Is democracy to blame or do we not know how to apply democracy?

"The easy answer is that democracy is very good, but we are stupid as a people and that is why nothing works out for us - this is the wrong answer. What we have been living in for the past decades is not just democracy, but liberal democracy. There is a basic contradiction in it between democracy, which is the collectivist principle - it stipulates that a society is governed either by the majority or with the consent of the majority. Liberalism, on the other hand, is an individualistic doctrine. This means that this majority cannot cross certain boundaries. This ratio between the collectivist and the individualist is not so easy. Western societies have not found a universal solution to these issues either. Such crises are constantly everywhere. "We have Balkan characteristics," commented Prof. Valchev.

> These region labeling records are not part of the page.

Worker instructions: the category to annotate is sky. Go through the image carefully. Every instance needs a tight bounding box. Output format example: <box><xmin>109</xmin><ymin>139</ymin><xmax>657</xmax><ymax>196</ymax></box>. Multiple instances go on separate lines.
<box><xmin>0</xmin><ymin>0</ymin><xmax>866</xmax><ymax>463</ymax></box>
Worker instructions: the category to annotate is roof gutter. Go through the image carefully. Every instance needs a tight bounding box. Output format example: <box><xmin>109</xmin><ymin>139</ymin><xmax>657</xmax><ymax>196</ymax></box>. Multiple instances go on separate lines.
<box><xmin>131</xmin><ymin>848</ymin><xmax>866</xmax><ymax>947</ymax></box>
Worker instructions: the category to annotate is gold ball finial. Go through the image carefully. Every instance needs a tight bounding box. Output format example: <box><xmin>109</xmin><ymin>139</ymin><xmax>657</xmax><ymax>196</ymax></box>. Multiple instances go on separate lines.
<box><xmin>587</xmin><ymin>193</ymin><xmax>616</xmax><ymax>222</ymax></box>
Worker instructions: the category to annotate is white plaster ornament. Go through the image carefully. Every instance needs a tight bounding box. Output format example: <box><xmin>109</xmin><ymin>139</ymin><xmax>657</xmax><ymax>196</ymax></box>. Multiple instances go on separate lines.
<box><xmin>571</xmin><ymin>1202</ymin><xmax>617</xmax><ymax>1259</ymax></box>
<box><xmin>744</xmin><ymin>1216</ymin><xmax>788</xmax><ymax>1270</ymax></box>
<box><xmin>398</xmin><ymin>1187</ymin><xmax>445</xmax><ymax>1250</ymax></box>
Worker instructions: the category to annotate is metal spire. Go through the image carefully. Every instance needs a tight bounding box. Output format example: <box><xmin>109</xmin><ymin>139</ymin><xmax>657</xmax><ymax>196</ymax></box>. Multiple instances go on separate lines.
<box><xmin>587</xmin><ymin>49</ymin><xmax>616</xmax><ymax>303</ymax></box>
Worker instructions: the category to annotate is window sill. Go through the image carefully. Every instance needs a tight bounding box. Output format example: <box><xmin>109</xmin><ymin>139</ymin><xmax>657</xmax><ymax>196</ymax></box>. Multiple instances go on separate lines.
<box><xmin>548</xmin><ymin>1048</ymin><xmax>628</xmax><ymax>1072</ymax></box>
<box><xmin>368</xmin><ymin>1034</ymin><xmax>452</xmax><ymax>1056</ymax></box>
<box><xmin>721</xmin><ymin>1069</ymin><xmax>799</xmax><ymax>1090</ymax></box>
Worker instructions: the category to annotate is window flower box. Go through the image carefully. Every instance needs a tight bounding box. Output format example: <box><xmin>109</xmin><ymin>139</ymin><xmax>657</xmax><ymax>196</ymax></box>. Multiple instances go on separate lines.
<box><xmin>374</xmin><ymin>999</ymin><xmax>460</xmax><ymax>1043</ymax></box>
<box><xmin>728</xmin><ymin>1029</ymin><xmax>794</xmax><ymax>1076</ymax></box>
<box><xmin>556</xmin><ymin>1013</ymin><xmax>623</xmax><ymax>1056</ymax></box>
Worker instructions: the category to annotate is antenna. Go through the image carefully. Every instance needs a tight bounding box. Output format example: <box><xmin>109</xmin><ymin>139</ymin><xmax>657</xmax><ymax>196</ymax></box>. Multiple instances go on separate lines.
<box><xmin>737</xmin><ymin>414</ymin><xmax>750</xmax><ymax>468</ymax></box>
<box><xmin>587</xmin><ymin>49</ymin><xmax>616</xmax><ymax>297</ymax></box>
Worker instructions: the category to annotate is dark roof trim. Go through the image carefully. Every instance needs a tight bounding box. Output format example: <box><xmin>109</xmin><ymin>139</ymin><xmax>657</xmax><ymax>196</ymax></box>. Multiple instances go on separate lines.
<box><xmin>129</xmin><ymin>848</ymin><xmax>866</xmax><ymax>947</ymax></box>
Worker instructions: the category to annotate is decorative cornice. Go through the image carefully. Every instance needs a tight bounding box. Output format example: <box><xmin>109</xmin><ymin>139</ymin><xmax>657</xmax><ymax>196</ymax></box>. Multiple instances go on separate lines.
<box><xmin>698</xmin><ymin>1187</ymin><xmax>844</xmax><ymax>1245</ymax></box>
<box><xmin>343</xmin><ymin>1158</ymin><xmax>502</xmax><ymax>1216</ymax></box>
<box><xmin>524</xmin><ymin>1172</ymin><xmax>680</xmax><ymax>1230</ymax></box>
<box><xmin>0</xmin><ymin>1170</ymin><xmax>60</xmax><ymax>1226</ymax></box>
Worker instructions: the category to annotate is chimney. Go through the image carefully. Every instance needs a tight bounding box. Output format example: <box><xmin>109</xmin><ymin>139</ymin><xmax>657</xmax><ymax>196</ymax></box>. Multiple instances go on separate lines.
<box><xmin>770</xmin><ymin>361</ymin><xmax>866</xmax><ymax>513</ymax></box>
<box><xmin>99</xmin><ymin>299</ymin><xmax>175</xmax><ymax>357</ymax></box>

He emphasized that democracy together with the free market provide much greater opportunities for human expression. However, from the years we have been living in this new system, a bad taste has remained in a large part of the population, he noted and explained:

"The large redistributions of wealth, according to a large part of Bulgarians, were carried out in a dishonest and non-transparent manner".

In 1989, there was an argument about how fast and deep the change should be, the professor reminded. And he continued his comment: "We did it slower than others, but in the end we made the change with the same depth".

Today the faults are not like that - they run between activist liberal globalism against nationalist conservatism, he emphasized. According to him, those in parliament do not express any deep ideological positions:

"These are party constellations that manage to gain temporary supremacy either through technological votes or propaganda".